A partir de entonces no le quitaron la vista de encima, pero el calor era tan intenso y el camino tan malo, que no la miraban con mucha atención mientras seguía a su lado.

No la vieron inclinarse rápidamente y recoger de debajo de una hoja encarnada un trozo de cañuela hueco, cerrado en ambos extremos con un tapón de madera.

De pronto, la muchacha se paró y dijo:

—¡Agua! ¡Quiero beber!

El agua que los demás no habían visto hasta que se la indicó, brotaba de un manantial pequeño pero fresquísimo.

Se veían alrededor del mismo las huellas de numerosos animales de la selva, con lo cual se podía tener la seguridad que el agua era buena.

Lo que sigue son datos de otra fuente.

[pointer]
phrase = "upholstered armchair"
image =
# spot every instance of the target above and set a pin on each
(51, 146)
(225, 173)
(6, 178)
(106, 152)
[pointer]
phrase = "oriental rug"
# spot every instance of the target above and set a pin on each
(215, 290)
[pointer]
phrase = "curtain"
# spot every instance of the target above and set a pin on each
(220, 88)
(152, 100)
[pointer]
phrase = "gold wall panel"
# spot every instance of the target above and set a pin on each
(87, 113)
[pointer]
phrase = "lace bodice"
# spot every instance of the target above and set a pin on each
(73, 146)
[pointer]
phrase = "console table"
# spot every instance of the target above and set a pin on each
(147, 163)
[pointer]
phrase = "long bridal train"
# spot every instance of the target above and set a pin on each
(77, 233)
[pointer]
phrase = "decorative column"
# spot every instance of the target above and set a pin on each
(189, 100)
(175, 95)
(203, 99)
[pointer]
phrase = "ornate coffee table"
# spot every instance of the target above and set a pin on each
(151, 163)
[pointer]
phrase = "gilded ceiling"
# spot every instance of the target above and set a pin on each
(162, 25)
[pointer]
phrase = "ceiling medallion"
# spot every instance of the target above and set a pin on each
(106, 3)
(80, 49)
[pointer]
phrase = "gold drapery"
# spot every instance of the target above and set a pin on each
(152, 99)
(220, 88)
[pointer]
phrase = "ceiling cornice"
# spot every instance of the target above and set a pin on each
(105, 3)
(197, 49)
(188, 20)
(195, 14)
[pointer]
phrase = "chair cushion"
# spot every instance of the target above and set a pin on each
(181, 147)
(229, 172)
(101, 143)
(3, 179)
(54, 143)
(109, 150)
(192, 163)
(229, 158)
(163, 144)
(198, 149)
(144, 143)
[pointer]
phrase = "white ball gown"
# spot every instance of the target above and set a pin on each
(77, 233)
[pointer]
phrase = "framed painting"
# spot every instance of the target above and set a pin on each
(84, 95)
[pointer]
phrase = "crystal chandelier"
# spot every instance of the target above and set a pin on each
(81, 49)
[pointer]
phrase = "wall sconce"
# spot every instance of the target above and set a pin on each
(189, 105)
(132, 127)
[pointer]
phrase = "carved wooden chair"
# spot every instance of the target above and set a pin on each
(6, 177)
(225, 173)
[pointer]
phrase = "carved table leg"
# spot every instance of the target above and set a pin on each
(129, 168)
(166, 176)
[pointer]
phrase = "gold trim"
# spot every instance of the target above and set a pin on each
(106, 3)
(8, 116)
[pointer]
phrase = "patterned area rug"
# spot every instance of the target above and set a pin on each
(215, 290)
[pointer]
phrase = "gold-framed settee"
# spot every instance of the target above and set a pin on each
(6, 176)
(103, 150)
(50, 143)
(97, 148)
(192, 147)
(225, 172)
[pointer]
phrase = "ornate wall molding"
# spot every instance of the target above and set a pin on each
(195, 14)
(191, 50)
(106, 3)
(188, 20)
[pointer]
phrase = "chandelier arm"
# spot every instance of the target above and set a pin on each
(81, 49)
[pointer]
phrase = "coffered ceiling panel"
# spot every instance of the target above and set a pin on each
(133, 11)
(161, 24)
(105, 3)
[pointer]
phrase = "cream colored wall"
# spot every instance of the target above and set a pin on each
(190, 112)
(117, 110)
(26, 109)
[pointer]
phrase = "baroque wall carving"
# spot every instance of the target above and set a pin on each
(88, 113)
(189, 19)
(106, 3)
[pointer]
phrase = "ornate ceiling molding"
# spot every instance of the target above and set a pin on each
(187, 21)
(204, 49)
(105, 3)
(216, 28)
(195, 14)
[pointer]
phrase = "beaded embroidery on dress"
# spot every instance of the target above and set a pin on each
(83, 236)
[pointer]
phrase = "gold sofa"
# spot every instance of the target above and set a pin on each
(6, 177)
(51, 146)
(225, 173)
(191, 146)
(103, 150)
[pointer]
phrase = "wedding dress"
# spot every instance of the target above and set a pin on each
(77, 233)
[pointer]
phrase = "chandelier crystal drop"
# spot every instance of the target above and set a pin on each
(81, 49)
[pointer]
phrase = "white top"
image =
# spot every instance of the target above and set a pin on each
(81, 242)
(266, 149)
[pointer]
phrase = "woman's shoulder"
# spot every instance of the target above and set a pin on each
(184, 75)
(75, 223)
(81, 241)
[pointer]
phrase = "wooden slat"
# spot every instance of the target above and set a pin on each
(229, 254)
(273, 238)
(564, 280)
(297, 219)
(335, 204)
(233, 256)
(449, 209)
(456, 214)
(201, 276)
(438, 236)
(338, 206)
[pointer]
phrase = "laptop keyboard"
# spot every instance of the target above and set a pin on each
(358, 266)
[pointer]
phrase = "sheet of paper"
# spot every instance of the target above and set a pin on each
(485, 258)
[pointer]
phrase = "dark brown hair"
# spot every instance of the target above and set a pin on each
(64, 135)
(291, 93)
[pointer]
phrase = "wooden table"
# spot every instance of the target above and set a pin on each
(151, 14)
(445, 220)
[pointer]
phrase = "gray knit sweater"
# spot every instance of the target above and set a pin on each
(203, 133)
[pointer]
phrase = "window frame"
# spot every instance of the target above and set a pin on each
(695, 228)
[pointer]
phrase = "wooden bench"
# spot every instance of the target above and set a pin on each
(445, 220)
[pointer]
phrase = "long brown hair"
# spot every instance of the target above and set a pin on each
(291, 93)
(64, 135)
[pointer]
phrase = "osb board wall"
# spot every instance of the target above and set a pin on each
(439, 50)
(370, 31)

La muchacha se dejó caer de rodillas y recogió agua entre ambas manos. La dejaron pasar la primera, pues eran todos caballeros corteses.

No la vieron tirar el contenido de la cañuela —un polvo amarillo que se disolvió instantáneamente, sin dejar rastro— en el agua.

Detrás de la muchacha, Monk se dejó caer al suelo y bebió. Sorbió largamente y cuando se levantó parecía extrañamente hinchado.

—¡He cargado bastante a bordo para que se me quiten las arrugas de la piel! —gruñó.

Intentó luego hacer beber a Habeas antes que Ham, y hubo una pequeña lucha. Mientras se desarrollaba ésta, Doc Savage se acercó.

—Buen agua —dijo Monk, con una mueca de satisfacción—. La muchacha ha sido la primera en verla.

—¿De veras? —dijo Doc.

Algo en su acento calmó de pronto a Monk, pero éste no tardó en animarse.

—¡Oh, ella ha bebido la primera! —dijo.

Ignoraba que la muchacha había bebido antes de dejar caer el polvo amarillento en el agua.

Doc fue el último en hundir la cara en el agua límpida.

Monk, que le miraba, empezó súbitamente a abrir y a cerrar los ojos. Se puso las manos en el estómago, lo apretó y se dejó caer al suelo. Quedó tumbado de espaldas, cerró los ojos y permaneció inmóvil.

Ham, Johnny, Renny y Long Tom hicieron exactamente lo mismo en el mismo orden en que habían bebido de la fuente.

Doc Savage se levantó rápidamente y corrió a sus hombres, pero de pronto se paró, miró al cielo fijamente y se dejó caer como los demás.

Consecuencias, sin duda, del agua bebida.